Страница 8 из 11
– Он является свидетелем.
После посещения агентства спешу на вокзал.
Оставляю машину в тени переходного моста и легко взбегаю по серпантину лестницы к пригородным кассам.
У автоматов суетятся люди преклонного возраста с ведрами, корзинами, рюкзаками. Они, с беспокойством поглядывая на табло, бросают монеты в щели кассовых аппаратов. Аппараты удовлетворенно гудят и высовывают зеленые язычки билетов. Заполучив желанные прямоугольнички, пассажиры несутся по мосту, напоминая слаломистов.
Не рискуя вклиниваться в толпу дачников, издалека рассматриваю огромную схему зон пригородного сообщения. Зоны обозначены жирными полосами основных цветов радуги. Соответствующие кружочки – станции. Картинка не очень веселая: слишком много синего цвета. Это все третья зона! Здесь и Первомайка, и станция Мочище, и Пашино, и Обь, и Речпорт…

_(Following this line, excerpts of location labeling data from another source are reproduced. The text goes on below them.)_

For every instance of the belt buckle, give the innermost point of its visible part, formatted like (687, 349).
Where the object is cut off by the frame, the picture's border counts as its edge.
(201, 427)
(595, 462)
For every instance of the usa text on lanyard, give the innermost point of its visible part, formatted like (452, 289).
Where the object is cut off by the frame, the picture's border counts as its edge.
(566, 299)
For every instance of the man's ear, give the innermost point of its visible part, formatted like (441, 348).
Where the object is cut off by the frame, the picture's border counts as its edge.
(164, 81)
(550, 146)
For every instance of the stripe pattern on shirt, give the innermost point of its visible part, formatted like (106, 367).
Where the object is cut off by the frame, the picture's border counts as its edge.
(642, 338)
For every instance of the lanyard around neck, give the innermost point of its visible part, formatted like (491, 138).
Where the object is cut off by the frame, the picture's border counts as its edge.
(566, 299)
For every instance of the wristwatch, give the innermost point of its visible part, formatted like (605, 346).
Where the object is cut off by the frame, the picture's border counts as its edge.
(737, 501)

Одна из племянниц Стуковой проживает на улице Красный факел. Это – Первомайка. Другая племянница – на станции Мочище. Получается, любая из них могла обронить тот билет стоимостью двадцать копеек…

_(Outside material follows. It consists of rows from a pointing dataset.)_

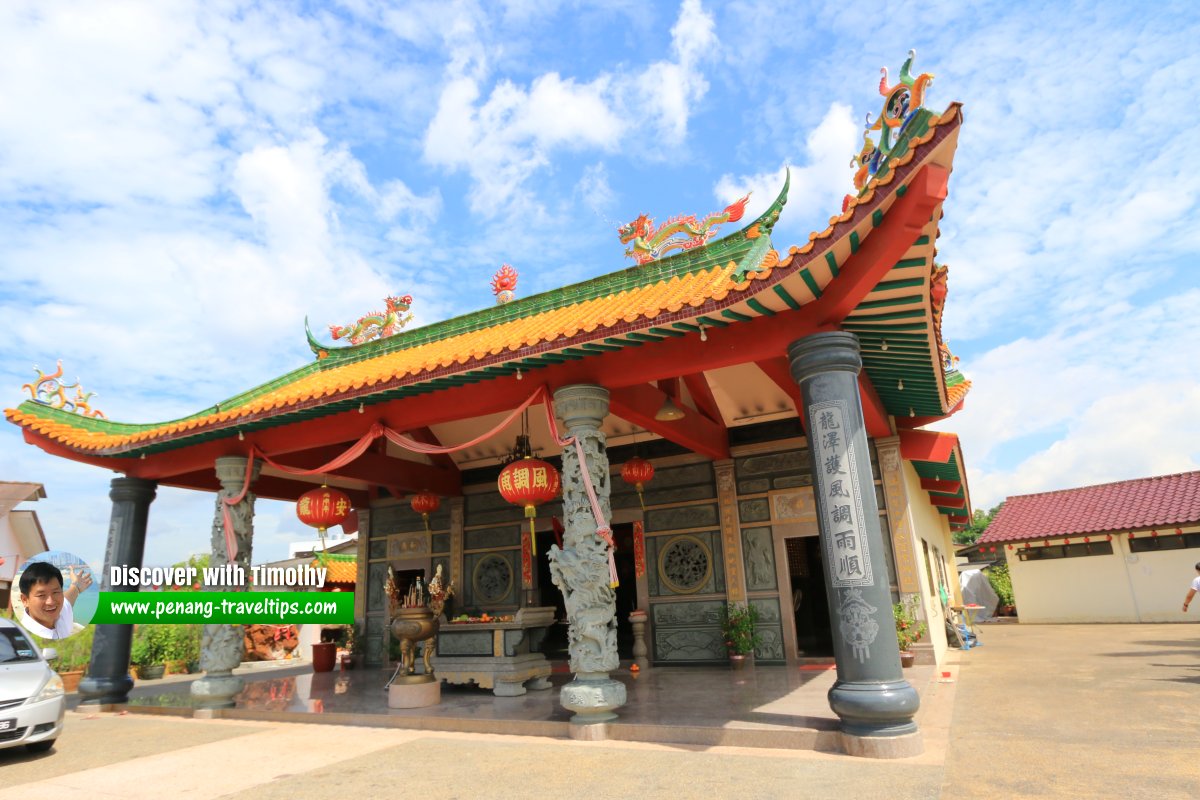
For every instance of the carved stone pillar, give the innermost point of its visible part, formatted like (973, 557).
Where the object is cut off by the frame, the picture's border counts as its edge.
(637, 619)
(581, 567)
(871, 697)
(731, 530)
(221, 645)
(108, 671)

Магазин «Топаз» расположен в доме, выстроенном в стиле барокко пятидесятых годов нашего столетия. Сидящий у входа курносый сержант милиции расплывается в радушной улыбке:
– Здравствуйте, Лариса Михайловна!
Пытаясь вспомнить, где видела его, скованно улыбаюсь:
– Здравствуйте…
– Дежурю вот. Начальник говорит, посиди, мол, Борис Окуньков, пока в этом магазине.
Благодаря этой неуклюжей подсказке вспоминаю, при каких обстоятельствах познакомилась с Окуньковым. Правда, тогда он лежал на больничной койке и из-под бинтов были видны лишь веселые глаза, вздернутый нос и несколько веснушек. Борис задержал особо опасного рецидивиста, и это стоило ему двух месяцев госпиталя и многочисленных бесед со мной. Допрашивала его в качестве потерпевшего.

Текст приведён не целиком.